Welcome To City Line Sound!
We are living in an amazing time.
Before, musicians of all backgrounds had to struggle to gain access to suitable teachers, limited equipment, and practice spaces. With the development of digital instruments and online communities, musicians for the first time can craft their abilities from the comfort of their homes.
Now, any number of songs as soon as they are released can be broken down and made playable by anyone interested. Youtube videos, sheet music forums, and more offer more than ever the chance to learn. But, the number of objective sources for knowing the truth about the equipment itself, is scarce.
A Bit About Me
This is a special project made for musicians by musicians. I have been playing music for decades with my current instrument of choice is the black and ivory keys of the piano. I grew up playing classical and jazz on my father’s grand piano before experiencing the world of digital keyboards.
Like many pianists, at first, I couldn’t quite grasp what the fuss was about. Sure, it offered an opportunity to practice wherever I went. But, in those days, finding a piano wasn’t too hard. There was something special about the weight of a real piano. The way your fingers blend with each key press.
Also like many pianists, I learned the power of being able to play a variety of sounds that a digital piano offers. The chance to explore and craft unique soundscapes distant from any other piano player beyond the technical was perfect, and just like that, I was hooked.
Why This Resource Was Needed?
When I began my journey as a musician 20 something years ago, I struggled to find objective answers to important questions. As time passed, and I switched to digital keyboards exclusively when practicing and for music production, I realized there was a lot I still didn’t know.
I didn’t know where to find a digital piano with full-sized keys. I didn’t know the subtle or grand differences between types of keyboards.
There was nowhere I could turn to besides “experts” that only wanted to sell me whatever they could get me to buy. While some were helpful, others were downright predatory. With the gradual disappearance of music stores over the past ten years, it became harder than ever to find a musician and not a sales person to help.
I promised myself that one day I would find a way to help aspiring musicians of all ages avoid the traps I fell into. After spending thousands of dollars, trying every pedal, keyboard, and cover I could, I created this resource.
What I Cover
There’s a lot to be said for doing your proper research. Music, as much joy as it can offer, can be an expensive hobby. This is only exacerbated by making the wrong choices in what you buy.
One of my goals is to educate for two reasons:
- Knowing what you need for practicing and performing can save you a lot of money in the short and long term.
- Every dime you save can be applied to another facet of your music projects.
As I mentioned before, my digital piano reviews and guides are the result of thoroughly trying everything I can get my hands on. This is because, nothing is worse than making the wrong purchase, especially when you are on a deadline or are working on a particularly entrancing piece.

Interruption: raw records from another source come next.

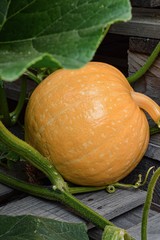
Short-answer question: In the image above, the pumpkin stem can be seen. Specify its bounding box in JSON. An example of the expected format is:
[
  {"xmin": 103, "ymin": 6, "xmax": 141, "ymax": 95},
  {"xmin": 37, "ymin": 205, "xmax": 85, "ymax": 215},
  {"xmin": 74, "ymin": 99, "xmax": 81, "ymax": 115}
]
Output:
[{"xmin": 131, "ymin": 91, "xmax": 160, "ymax": 128}]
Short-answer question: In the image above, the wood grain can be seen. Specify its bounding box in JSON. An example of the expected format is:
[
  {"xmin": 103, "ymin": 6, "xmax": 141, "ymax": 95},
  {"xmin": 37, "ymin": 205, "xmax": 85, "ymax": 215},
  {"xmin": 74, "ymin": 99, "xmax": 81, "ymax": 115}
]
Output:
[
  {"xmin": 88, "ymin": 206, "xmax": 159, "ymax": 240},
  {"xmin": 0, "ymin": 190, "xmax": 146, "ymax": 228},
  {"xmin": 128, "ymin": 46, "xmax": 160, "ymax": 160},
  {"xmin": 109, "ymin": 7, "xmax": 160, "ymax": 39}
]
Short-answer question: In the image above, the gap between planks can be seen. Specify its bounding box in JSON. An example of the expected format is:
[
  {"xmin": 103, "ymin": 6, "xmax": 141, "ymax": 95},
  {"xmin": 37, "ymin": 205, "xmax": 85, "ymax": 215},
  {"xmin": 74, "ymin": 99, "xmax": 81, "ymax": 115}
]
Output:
[{"xmin": 0, "ymin": 189, "xmax": 146, "ymax": 229}]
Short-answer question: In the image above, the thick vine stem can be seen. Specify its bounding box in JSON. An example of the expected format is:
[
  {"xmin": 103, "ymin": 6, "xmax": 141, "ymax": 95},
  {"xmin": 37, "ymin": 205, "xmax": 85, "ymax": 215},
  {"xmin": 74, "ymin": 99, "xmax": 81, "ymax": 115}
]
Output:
[
  {"xmin": 0, "ymin": 121, "xmax": 68, "ymax": 190},
  {"xmin": 0, "ymin": 82, "xmax": 11, "ymax": 126},
  {"xmin": 0, "ymin": 172, "xmax": 114, "ymax": 229},
  {"xmin": 127, "ymin": 42, "xmax": 160, "ymax": 83},
  {"xmin": 10, "ymin": 78, "xmax": 27, "ymax": 124},
  {"xmin": 131, "ymin": 91, "xmax": 160, "ymax": 128},
  {"xmin": 141, "ymin": 168, "xmax": 160, "ymax": 240}
]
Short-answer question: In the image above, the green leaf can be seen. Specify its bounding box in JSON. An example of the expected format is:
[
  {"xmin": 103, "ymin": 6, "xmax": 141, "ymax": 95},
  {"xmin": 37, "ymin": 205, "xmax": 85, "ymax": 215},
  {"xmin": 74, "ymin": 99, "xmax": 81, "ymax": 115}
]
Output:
[
  {"xmin": 0, "ymin": 0, "xmax": 10, "ymax": 29},
  {"xmin": 0, "ymin": 215, "xmax": 89, "ymax": 240},
  {"xmin": 102, "ymin": 226, "xmax": 135, "ymax": 240},
  {"xmin": 0, "ymin": 0, "xmax": 131, "ymax": 81}
]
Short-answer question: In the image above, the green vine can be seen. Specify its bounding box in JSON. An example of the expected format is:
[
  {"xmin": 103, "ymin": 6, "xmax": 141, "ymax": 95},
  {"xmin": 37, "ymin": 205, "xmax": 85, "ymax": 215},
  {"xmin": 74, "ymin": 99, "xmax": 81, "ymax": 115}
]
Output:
[
  {"xmin": 141, "ymin": 168, "xmax": 160, "ymax": 240},
  {"xmin": 127, "ymin": 42, "xmax": 160, "ymax": 83}
]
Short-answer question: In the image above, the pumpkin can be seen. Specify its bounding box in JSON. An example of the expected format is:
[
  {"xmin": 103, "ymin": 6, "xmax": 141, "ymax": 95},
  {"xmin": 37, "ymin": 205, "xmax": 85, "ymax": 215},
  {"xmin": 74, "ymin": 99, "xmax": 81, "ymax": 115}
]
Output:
[{"xmin": 25, "ymin": 62, "xmax": 160, "ymax": 186}]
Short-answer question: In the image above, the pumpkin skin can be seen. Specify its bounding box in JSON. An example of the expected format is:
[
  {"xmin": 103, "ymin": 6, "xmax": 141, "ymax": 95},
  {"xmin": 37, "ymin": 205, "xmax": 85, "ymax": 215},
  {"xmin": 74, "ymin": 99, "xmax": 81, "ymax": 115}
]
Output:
[{"xmin": 25, "ymin": 62, "xmax": 149, "ymax": 186}]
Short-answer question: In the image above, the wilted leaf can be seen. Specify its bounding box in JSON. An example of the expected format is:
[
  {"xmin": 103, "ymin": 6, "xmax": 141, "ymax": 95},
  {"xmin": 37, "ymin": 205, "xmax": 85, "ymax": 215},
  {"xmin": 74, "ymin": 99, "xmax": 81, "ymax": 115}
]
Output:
[
  {"xmin": 0, "ymin": 0, "xmax": 131, "ymax": 81},
  {"xmin": 0, "ymin": 215, "xmax": 89, "ymax": 240}
]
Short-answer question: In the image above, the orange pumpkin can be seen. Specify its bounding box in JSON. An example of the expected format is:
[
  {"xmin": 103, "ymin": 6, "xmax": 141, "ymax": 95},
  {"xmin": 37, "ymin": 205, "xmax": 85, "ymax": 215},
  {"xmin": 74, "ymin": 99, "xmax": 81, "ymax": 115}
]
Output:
[{"xmin": 25, "ymin": 62, "xmax": 160, "ymax": 186}]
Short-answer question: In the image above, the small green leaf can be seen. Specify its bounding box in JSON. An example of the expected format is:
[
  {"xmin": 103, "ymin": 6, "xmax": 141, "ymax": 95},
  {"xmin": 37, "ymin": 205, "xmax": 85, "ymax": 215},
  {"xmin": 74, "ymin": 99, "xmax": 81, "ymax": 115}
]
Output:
[
  {"xmin": 0, "ymin": 215, "xmax": 89, "ymax": 240},
  {"xmin": 102, "ymin": 226, "xmax": 135, "ymax": 240},
  {"xmin": 0, "ymin": 0, "xmax": 131, "ymax": 81}
]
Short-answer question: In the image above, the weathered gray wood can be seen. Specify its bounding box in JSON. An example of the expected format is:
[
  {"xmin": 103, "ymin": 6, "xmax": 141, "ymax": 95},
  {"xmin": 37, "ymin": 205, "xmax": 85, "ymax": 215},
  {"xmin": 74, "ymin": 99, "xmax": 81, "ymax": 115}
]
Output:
[
  {"xmin": 129, "ymin": 37, "xmax": 160, "ymax": 55},
  {"xmin": 0, "ymin": 184, "xmax": 13, "ymax": 198},
  {"xmin": 109, "ymin": 8, "xmax": 160, "ymax": 39},
  {"xmin": 88, "ymin": 206, "xmax": 159, "ymax": 240},
  {"xmin": 128, "ymin": 214, "xmax": 160, "ymax": 240},
  {"xmin": 131, "ymin": 0, "xmax": 160, "ymax": 7},
  {"xmin": 0, "ymin": 190, "xmax": 146, "ymax": 227},
  {"xmin": 128, "ymin": 44, "xmax": 160, "ymax": 160}
]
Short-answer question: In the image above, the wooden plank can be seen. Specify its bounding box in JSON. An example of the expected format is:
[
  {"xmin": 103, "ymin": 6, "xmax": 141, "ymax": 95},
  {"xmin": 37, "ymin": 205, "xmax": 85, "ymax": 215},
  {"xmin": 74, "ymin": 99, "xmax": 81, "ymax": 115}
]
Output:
[
  {"xmin": 128, "ymin": 214, "xmax": 160, "ymax": 240},
  {"xmin": 109, "ymin": 8, "xmax": 160, "ymax": 39},
  {"xmin": 128, "ymin": 48, "xmax": 160, "ymax": 160},
  {"xmin": 129, "ymin": 37, "xmax": 159, "ymax": 55},
  {"xmin": 0, "ymin": 190, "xmax": 146, "ymax": 228},
  {"xmin": 88, "ymin": 206, "xmax": 159, "ymax": 240},
  {"xmin": 0, "ymin": 183, "xmax": 13, "ymax": 198},
  {"xmin": 131, "ymin": 0, "xmax": 160, "ymax": 7}
]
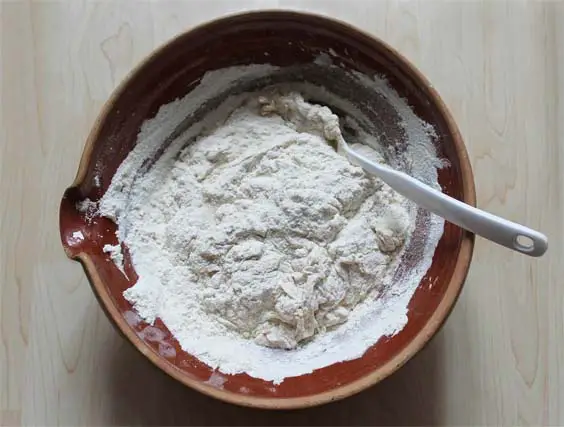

Depending on what your purpose is, digital piano comparisons can make a massive impact on your final buying decisions. What you decide to use can depend on whether you plan to tour, how often and how you plan to transport your keyboard and more. You can be forced to buy a new keyboard at the last minute at a premium just because it wasn’t what you needed or because the protection you purchased wasn’t suitable.
The world of electronic instruments is vast. I intend to cover:
- Keyboards of varying types, models, and sizes.
- Digital piano deals and other music deals found on the web
- Pedals & Accessories for controlling and manipulating sound
- Software and additional useful
- As well as general tips for maintaining and learning how to make the most out of what you have.
The more time you spend on this site, the more knowledgeable you will be. After a few hours, you’ll be able to tell the difference between an 88-key digital piano with full-sized keys and a 25-key Korg’s usefulness.
The more familiar you are with what your options are, the better the fit will be when you make your choice.